Empty apartments in L.A. would be taxed under plan to help homeless

LOS ANGELES (KABC) -- The Los Angeles homeless population continues to grow and that has Mayor Eric Garcetti on the defensive.

Garcetti on Tuesday released an open letter addressing L.A.'s recent actions to solve the homelessness problem and promising that process is coming.

"As your mayor, I take full responsibility for our response to this crisis,' Garcetti wrote. "And like everyone who has seen families in tents or spoken to a homeless veteran in need, I am both heartbroken and impatient.''

With L.A.'s homeless population estimated at more than 36,000, the City Council is now taking a look at ways to increase funding for affordable housing.

"The society that we live in treats housing as a commodity, but we need to treat it as a human right," said council member Mike Bonin.

Bonin and low-income housing advocates point to statistics that show more than 110,000 housing units in Los Angeles sit empty.

Activists say property owners are hoarding properties, waiting for people to pay above-market rents. So now several city council members are pitching an Empty Home tax.

"If people have the money to hold a vacant property then they have the money to pay a penalty," said Chelsea Byers OC Abundant Housing Los Angeles.

Supporters of the vacancy tax say it would do two things: either spur landlords to drop their rents to levels more people can afford, or generate tax revenue that would be used for low-income housing purposes.

"We hope that this makes people bring human beings into those units but if they decide not to, they'll give some money to the city so we can build housing for human beings," said L.A. City Council member Marqueece Harris-Dawson.

The tax proposal is in its early stages; the council hasn't figured out the details, like how much the empty home penalty would be, or what types of units would be hit by it.

But it is not getting much support from rental property owners. The California Apartment Association says landlords don't purposely keep units empty, and are already losing money when they aren't rented.
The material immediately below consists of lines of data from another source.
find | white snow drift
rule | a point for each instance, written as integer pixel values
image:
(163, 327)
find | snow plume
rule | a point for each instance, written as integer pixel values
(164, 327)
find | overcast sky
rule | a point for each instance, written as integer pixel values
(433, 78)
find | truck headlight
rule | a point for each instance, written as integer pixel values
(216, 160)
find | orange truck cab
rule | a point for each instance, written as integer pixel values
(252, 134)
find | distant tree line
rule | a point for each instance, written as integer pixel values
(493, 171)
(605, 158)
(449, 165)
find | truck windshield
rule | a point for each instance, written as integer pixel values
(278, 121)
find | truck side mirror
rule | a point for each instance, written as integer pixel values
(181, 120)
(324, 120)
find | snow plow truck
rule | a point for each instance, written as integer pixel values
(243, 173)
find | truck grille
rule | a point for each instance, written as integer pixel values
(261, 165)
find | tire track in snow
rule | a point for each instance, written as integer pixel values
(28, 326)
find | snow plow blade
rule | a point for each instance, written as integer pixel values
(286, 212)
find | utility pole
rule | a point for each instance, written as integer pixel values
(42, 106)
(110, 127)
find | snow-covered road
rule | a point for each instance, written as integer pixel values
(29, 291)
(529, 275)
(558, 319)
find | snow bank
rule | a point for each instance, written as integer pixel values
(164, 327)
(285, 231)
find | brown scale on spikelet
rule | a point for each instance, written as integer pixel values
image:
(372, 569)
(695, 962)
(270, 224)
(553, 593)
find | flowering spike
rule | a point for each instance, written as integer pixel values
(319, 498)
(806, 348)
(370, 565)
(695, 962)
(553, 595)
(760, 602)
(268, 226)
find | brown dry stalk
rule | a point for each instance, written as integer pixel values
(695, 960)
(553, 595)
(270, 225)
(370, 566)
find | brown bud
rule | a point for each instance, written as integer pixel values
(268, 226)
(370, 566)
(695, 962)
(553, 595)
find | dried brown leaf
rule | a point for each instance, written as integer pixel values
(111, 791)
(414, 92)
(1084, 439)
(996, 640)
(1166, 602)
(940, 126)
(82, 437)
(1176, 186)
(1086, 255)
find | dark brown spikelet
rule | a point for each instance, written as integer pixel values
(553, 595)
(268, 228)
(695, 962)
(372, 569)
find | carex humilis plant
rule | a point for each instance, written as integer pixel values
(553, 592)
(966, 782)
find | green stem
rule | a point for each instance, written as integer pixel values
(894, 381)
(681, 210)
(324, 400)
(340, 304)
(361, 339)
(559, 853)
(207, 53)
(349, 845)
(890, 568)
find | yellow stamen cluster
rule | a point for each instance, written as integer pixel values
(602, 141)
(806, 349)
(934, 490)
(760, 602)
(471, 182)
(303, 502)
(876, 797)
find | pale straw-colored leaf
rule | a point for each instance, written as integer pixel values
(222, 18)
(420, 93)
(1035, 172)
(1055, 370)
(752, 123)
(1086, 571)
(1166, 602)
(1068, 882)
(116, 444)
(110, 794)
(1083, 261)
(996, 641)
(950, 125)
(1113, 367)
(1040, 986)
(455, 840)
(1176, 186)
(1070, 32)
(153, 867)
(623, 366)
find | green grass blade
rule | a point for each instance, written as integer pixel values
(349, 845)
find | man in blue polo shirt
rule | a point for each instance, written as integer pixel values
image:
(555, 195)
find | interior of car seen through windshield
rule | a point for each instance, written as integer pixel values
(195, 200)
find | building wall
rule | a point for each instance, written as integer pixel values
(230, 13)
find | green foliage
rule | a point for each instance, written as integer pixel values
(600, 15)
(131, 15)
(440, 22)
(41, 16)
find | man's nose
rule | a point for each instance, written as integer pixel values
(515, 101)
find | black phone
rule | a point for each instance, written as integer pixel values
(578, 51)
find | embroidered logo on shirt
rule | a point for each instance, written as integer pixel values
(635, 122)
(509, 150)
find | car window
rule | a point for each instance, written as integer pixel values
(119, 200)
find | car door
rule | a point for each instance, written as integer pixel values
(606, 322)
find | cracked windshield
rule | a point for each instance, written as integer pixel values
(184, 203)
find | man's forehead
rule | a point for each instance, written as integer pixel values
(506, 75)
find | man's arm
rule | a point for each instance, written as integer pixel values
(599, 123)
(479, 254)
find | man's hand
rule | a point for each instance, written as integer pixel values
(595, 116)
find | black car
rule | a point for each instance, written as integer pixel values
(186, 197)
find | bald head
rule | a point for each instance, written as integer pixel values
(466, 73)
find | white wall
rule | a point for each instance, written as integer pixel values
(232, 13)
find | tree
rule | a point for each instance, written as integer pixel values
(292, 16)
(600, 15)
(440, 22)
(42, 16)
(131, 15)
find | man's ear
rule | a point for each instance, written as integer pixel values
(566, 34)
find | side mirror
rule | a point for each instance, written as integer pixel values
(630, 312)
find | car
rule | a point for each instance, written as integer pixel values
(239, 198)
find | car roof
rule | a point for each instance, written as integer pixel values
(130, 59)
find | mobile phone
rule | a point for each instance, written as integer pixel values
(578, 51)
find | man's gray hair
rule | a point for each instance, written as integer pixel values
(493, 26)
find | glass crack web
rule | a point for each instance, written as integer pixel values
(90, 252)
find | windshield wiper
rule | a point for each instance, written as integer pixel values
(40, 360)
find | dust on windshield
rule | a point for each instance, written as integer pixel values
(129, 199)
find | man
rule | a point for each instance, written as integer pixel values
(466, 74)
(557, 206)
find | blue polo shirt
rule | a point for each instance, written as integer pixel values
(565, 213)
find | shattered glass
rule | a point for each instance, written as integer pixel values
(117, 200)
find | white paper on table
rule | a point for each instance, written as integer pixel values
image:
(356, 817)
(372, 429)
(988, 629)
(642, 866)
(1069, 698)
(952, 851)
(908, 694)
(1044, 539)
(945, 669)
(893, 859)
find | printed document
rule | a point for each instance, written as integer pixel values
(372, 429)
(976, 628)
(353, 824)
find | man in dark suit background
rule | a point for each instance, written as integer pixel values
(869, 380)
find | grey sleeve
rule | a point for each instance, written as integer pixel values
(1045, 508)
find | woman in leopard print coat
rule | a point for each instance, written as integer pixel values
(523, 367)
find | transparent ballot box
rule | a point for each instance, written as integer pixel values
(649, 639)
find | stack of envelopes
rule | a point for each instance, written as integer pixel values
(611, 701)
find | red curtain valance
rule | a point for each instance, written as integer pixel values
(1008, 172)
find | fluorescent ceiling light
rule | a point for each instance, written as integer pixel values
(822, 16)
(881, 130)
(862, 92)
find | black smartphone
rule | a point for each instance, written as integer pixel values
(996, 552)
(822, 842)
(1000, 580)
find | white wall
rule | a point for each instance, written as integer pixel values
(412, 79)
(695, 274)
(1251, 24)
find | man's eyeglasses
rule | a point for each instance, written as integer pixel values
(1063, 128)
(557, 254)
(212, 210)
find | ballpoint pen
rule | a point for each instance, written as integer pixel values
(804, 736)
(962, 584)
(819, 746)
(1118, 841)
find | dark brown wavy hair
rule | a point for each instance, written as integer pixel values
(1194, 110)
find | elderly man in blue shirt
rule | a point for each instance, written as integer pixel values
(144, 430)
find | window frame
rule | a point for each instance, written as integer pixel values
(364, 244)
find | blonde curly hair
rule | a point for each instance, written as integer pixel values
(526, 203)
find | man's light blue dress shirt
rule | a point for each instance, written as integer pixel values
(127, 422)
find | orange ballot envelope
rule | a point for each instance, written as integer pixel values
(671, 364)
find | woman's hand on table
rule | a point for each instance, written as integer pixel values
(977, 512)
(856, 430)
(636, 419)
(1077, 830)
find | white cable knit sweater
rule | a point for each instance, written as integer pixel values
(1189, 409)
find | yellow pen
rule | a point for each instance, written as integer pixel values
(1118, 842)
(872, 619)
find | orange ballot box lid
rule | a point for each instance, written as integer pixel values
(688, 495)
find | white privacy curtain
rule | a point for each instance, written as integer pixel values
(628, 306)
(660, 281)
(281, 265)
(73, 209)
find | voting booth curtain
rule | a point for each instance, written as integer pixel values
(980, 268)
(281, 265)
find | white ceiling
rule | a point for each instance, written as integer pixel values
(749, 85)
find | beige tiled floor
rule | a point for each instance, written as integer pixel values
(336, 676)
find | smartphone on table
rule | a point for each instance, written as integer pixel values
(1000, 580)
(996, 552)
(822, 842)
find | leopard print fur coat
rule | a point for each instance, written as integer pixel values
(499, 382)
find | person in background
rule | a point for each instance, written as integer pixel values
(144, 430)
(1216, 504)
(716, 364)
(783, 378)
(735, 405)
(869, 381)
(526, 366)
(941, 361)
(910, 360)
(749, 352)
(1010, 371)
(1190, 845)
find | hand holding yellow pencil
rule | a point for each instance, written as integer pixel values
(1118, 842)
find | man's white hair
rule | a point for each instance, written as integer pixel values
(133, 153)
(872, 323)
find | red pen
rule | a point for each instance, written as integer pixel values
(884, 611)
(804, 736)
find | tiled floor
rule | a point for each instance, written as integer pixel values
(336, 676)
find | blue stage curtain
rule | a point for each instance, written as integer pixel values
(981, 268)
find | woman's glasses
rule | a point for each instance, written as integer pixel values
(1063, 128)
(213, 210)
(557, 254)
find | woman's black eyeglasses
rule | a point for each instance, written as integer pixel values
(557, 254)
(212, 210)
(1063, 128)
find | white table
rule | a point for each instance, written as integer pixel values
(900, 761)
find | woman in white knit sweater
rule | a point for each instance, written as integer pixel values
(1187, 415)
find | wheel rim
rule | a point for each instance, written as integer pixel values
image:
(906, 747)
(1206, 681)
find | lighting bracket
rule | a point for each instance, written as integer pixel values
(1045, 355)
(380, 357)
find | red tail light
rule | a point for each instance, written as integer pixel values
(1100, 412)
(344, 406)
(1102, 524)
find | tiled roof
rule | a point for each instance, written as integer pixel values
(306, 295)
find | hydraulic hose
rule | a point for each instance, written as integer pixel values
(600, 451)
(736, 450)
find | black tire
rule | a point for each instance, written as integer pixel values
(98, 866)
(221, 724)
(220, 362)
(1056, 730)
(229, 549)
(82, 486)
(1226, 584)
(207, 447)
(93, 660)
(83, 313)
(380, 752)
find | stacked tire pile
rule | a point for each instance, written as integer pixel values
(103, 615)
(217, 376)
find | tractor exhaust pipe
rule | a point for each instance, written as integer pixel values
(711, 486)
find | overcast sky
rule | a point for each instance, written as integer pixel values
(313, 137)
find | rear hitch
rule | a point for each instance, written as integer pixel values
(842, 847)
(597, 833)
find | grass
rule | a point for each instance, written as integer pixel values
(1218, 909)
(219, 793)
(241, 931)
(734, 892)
"Rather than penalizing housing providers, the city should examine its existing fees and regulations and look for ways to encourage and incentivize housing providers to keep their units occupied," said Beverly Kenworthy, Vice President at C.A.A.

Council members say the proposed vacancy penalty will most likely be a ballot measure, which means L.A. city voters would have to pass it. Supporters are hoping to get it on the ballot in time for the March 2020 vote.